Esto, que puede parecer un ejercicio de lo más vulgar, tiene su complejidad y su arte, como todo. No es fácil quedarse en el punto justo de incorrección, en el milímetro escaso de terreno que separa la travesura de la trena.
Hay por ahí quien dice que, cuanto más culta es una sociedad, más se ensanchan sus tragaderas para la disidencia y la provocación. Uno diría, sin embargo, que este país lleva el camino contrario. Que a medida que a la Generación Más Formada De Nuestra Historia le van saliendo patas de gallo, el país en su conjunto se va tornando más y más mojigato. Más mentalmente uniformado. Más predispuesto al escándalo ante cualquier palabra, obra u omisión que no se ajuste estrictamente a la norma.
Piensen en la televisión aquella de los 80 y en ésta de ahora. En aquella prensa y en la actual. En McNamara y en Russian Red. No quiero decir, válgame el cielo, que cualquier tiempo pasado fuese mejor. No lo fue, en casi ningún sentido. No mejor, pero quizá sí más alborotado, más incorrecto, más gritón. Más punky, vaya.
En los últimos meses hemos visto crucifixiones para todos los gustos y sensibilidades. Han recibido escandalizados guantazos públicos periodistas, tuiteros, raperos y, por dos veces, los responsables de comunicación de Desigual.
Cada cual tuvo sus razones para mear fuera del tiesto: desafección política, impulso creativo, share o fama. Algunos desbarraron para intentar transmitir una idea y que así, merced al alboroto, el mensaje llegase a más oídos. Otros solo pretendían vender camisetas.

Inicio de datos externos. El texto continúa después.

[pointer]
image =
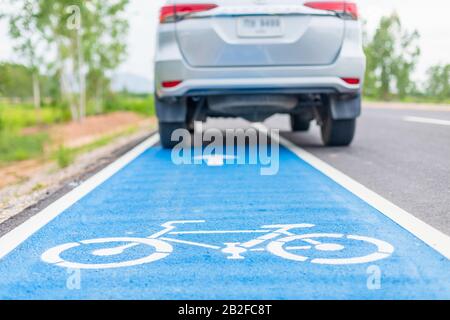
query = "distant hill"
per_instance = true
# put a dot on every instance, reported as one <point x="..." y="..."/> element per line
<point x="132" y="83"/>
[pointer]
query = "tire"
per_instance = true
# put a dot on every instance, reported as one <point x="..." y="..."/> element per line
<point x="165" y="133"/>
<point x="338" y="132"/>
<point x="299" y="124"/>
<point x="280" y="248"/>
<point x="55" y="255"/>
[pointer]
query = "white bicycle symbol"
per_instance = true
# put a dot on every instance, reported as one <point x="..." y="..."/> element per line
<point x="276" y="237"/>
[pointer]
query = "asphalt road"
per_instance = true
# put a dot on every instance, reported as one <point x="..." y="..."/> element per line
<point x="406" y="162"/>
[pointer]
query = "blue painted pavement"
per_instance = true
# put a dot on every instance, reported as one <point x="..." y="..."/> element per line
<point x="151" y="197"/>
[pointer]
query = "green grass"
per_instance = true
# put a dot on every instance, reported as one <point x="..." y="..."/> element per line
<point x="66" y="156"/>
<point x="17" y="147"/>
<point x="136" y="103"/>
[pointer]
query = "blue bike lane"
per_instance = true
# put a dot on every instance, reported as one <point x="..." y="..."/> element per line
<point x="150" y="191"/>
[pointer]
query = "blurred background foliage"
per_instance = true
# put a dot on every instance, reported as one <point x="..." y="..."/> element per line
<point x="69" y="50"/>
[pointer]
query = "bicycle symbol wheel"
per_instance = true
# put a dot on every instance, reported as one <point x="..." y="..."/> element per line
<point x="53" y="255"/>
<point x="280" y="248"/>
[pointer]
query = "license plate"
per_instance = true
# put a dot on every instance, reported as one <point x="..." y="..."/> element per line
<point x="259" y="27"/>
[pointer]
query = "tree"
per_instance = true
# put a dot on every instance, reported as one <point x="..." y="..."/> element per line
<point x="392" y="55"/>
<point x="22" y="28"/>
<point x="438" y="82"/>
<point x="106" y="47"/>
<point x="15" y="81"/>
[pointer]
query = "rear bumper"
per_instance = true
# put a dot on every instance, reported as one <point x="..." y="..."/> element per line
<point x="205" y="87"/>
<point x="170" y="65"/>
<point x="306" y="79"/>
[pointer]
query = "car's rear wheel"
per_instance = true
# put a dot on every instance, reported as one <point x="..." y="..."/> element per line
<point x="338" y="132"/>
<point x="299" y="123"/>
<point x="166" y="129"/>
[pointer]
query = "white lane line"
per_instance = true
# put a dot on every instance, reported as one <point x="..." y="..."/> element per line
<point x="427" y="121"/>
<point x="431" y="236"/>
<point x="18" y="235"/>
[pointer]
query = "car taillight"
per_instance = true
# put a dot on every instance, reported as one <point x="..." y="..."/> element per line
<point x="351" y="80"/>
<point x="348" y="9"/>
<point x="172" y="12"/>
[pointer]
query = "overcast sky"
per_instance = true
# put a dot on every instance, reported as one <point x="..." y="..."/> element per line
<point x="430" y="18"/>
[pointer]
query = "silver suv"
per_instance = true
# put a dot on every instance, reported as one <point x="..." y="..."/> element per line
<point x="256" y="58"/>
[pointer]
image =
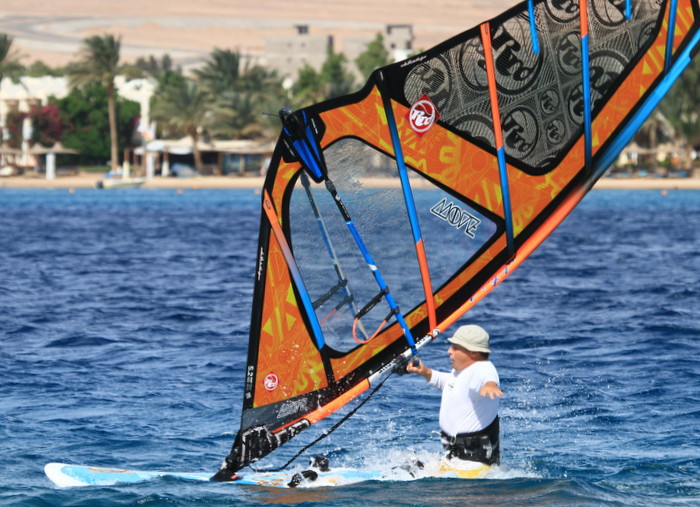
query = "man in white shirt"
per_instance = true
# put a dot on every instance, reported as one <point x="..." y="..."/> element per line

Buena parte de España clamó a los cielos con igual intensidad contra unos y contra otros. Que cómo puede ser esto. Que a ver si todo va a estar permitido. Que se empieza tolerando estas cosas y se acaba llamado tullidos a las personas con movilidad reducida.
En el fondo de los argumentos de esta gente tan presta a la indignación siempre late un mismo y noble sentimiento: el deseo de vivir en un mundo mejor. Un mundo donde ninguna mujer agujeree los condones mientras menea las caderas, donde la gente no tuitee barbaridades, donde los raperos dediquen sus versos al mar y a las flores con lenguaje inclusivo y pantalones de su talla. Un mundo, en definitiva, donde nadie disienta, ni grite, ni se exprese muy distinto a la mayoría.
Lo único bueno de esa distopía uniformada es que así, a lo mejor, acabábamos definitivamente con el reggaeton.